Okta FastPass Phishing Attempt Detection

This alert identifies instances where Okta FastPass successfully blocked a user authentication attempt due to a detected phishing attack. This is based on Okta system logs that record when FastPass declines an authentication because the user was attempting to log in to a known phishing site. The event indicates that a user was likely targeted via phishing, potentially through email or other means, and entered their Okta credentials into a fraudulent site. While the authentication was blocked, the event warrants investigation to determine the scope of the phishing campaign and whether the user may have entered credentials elsewhere.

Attack Chain

1. An attacker crafts a phishing email or message mimicking a legitimate Okta login page.
2. The user receives the phishing message and clicks the embedded link.
3. The user is directed to a fake Okta login page that is designed to steal credentials.
4. The user enters their Okta username and password on the phishing site.
5. The phishing site attempts to authenticate the user to Okta using the stolen credentials.
6. Okta FastPass detects that the authentication attempt is originating from a known phishing site.
7. Okta FastPass declines the authentication request, preventing access.
8. The Okta system logs record the event “user.authentication.auth_via_mfa” with outcome “FAILURE” and reason “FastPass declined phishing attempt”.

Impact

While Okta FastPass successfully prevented the immediate breach, the incident confirms that a user was targeted by a phishing campaign.
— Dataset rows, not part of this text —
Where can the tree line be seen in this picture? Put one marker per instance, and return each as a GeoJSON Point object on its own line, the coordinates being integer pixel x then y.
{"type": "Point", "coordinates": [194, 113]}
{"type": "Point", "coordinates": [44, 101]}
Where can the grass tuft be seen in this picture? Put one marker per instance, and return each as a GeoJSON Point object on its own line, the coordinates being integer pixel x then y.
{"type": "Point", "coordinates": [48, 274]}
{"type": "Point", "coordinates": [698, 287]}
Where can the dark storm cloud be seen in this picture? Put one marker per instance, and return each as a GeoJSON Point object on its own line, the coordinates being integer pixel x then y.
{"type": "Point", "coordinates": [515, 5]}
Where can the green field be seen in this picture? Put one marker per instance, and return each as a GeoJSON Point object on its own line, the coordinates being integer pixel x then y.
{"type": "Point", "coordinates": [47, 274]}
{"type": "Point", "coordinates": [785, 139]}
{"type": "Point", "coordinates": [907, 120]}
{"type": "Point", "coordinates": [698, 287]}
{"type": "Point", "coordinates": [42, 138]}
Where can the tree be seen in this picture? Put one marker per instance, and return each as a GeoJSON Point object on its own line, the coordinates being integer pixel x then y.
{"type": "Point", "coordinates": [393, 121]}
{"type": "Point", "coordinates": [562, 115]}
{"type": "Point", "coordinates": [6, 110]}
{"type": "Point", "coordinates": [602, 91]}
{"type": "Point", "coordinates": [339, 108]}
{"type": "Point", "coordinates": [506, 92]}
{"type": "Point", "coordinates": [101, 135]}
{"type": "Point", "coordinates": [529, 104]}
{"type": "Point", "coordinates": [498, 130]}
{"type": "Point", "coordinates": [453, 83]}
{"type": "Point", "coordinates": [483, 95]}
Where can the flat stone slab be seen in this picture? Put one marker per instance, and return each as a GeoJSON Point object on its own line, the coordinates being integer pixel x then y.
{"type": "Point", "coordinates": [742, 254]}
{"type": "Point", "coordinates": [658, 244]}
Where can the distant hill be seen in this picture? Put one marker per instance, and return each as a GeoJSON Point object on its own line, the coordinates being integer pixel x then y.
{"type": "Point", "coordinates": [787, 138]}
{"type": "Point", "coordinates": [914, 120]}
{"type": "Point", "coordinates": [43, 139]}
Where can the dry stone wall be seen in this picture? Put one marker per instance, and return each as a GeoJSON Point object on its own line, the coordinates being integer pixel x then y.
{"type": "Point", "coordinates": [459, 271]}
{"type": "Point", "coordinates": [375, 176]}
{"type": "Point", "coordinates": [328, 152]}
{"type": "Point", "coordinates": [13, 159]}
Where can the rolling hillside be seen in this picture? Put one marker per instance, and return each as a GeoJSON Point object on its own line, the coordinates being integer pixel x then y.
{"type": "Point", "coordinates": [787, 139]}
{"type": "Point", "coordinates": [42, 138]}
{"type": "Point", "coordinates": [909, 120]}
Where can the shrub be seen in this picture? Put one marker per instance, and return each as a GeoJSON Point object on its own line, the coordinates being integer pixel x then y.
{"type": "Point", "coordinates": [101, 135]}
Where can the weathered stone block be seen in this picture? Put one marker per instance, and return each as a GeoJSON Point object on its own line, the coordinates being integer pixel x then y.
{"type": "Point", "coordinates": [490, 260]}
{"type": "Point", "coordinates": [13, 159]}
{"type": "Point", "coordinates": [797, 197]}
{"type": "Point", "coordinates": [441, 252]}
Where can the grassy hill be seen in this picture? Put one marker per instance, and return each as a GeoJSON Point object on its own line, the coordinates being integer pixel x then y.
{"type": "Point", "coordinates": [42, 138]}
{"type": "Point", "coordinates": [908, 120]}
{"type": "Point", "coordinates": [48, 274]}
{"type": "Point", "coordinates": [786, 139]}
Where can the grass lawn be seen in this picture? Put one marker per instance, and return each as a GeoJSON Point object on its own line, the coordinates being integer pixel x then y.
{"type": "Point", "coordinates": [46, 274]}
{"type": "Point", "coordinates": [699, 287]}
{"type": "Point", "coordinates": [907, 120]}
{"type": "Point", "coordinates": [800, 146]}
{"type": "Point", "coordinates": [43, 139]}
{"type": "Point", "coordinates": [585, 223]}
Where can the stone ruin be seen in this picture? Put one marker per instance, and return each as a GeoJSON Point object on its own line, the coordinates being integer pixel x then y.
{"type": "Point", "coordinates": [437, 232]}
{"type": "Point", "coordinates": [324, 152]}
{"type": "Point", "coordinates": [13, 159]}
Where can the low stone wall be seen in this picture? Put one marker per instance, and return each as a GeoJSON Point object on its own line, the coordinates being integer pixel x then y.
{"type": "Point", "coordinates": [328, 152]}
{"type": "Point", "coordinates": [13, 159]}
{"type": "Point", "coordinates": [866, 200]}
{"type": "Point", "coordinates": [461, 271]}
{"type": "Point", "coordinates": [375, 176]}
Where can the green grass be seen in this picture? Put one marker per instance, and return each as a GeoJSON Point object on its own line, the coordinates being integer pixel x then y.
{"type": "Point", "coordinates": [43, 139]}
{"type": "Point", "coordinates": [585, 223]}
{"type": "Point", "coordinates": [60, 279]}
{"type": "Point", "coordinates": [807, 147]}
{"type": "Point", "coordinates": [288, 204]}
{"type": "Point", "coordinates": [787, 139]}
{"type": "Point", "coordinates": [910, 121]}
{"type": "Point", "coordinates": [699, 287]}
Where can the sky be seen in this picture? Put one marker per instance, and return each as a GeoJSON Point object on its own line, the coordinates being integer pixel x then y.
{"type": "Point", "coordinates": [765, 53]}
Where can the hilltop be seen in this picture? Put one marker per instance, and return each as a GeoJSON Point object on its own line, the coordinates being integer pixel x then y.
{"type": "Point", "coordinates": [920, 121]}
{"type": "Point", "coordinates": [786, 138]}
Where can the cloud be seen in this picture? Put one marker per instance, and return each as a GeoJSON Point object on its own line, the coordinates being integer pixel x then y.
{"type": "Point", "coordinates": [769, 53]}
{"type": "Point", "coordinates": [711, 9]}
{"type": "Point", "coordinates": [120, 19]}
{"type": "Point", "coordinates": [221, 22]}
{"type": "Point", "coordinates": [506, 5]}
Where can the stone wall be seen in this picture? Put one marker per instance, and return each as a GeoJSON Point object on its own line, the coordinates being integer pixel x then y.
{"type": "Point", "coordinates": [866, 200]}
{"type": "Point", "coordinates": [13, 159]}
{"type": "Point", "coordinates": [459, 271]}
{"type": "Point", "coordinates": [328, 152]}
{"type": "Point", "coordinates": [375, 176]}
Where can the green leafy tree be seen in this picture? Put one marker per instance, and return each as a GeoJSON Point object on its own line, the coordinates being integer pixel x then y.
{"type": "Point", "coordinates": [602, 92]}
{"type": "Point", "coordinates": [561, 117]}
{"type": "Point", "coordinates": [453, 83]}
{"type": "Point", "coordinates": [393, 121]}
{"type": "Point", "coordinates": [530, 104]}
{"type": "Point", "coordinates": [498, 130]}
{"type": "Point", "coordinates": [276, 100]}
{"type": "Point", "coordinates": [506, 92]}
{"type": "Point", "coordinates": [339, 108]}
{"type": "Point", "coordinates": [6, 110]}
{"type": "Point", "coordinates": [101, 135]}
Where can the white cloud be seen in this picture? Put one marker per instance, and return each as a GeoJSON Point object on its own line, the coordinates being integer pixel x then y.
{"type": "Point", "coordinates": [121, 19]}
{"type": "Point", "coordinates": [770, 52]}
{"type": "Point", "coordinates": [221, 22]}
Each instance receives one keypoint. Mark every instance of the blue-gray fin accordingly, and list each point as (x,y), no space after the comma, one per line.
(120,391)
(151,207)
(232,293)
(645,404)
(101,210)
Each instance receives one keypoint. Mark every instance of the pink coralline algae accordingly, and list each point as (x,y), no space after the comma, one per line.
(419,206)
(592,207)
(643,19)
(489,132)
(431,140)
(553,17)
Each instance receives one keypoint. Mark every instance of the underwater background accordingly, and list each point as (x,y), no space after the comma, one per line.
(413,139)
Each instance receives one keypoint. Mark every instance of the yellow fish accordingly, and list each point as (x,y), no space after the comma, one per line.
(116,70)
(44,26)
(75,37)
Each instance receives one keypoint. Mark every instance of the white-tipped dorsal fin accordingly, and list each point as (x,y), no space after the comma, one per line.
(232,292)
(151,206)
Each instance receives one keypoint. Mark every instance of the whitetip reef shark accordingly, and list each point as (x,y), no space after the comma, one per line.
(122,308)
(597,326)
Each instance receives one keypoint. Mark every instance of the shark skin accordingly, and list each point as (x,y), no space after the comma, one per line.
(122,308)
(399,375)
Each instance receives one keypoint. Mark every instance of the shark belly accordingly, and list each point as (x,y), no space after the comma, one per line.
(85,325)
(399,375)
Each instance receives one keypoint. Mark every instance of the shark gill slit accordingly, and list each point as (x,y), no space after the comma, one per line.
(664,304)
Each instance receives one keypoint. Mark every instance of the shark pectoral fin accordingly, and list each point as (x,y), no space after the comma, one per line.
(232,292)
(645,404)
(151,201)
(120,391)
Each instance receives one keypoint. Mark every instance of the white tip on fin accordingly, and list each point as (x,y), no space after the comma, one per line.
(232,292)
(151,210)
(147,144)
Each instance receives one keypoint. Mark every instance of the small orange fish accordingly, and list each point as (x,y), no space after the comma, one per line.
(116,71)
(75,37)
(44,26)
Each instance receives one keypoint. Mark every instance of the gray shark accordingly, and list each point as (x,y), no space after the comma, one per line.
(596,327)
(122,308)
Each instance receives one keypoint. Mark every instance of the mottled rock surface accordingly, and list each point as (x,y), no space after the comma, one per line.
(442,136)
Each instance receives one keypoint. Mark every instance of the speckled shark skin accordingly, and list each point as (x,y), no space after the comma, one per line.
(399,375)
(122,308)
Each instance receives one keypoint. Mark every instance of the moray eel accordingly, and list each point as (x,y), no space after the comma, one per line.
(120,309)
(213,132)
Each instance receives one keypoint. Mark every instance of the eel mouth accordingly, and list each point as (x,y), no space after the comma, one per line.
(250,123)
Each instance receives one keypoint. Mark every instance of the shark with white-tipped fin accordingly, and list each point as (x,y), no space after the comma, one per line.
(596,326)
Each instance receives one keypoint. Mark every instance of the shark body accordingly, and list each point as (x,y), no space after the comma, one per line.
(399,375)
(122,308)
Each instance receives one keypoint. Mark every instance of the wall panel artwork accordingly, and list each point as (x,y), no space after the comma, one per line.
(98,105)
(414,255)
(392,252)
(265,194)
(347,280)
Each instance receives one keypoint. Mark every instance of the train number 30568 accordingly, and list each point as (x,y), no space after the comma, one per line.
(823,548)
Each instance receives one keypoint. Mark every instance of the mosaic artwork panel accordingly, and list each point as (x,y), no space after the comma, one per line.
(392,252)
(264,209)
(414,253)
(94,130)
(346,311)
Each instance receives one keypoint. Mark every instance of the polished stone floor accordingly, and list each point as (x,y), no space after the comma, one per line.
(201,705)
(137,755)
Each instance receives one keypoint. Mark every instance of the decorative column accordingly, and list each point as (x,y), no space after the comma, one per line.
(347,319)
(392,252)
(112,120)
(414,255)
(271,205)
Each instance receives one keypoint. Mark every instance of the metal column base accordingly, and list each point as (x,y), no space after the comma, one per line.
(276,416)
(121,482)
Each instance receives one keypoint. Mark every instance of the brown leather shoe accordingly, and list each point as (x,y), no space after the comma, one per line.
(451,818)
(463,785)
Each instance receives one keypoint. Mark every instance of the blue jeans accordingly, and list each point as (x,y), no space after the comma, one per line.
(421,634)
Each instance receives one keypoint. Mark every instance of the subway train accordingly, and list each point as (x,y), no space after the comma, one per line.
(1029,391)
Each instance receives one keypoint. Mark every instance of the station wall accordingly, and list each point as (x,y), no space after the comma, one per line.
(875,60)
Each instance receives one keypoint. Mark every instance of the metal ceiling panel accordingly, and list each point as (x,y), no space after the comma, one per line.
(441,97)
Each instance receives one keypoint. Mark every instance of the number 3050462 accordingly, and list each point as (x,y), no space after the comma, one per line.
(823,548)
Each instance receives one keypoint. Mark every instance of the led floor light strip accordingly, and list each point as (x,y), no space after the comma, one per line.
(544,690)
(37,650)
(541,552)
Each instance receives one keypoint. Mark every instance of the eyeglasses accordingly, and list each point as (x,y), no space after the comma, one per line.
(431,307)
This could lead to the compromise of other accounts if the user reuses the same password. Furthermore, successful phishing attacks can lead to data breaches, financial loss, and reputational damage. The number of affected users depends on the scale of the phishing campaign.

Recommendation

• Deploy the provided Sigma rule to your SIEM to detect Okta FastPass phishing prevention events.
• Investigate users who triggered the detection to identify the phishing campaign and assess potential credential compromise.
• Review Okta system logs for other suspicious activity associated with the targeted user accounts.
• Educate users about phishing tactics and how to identify malicious websites to reduce susceptibility to future attacks.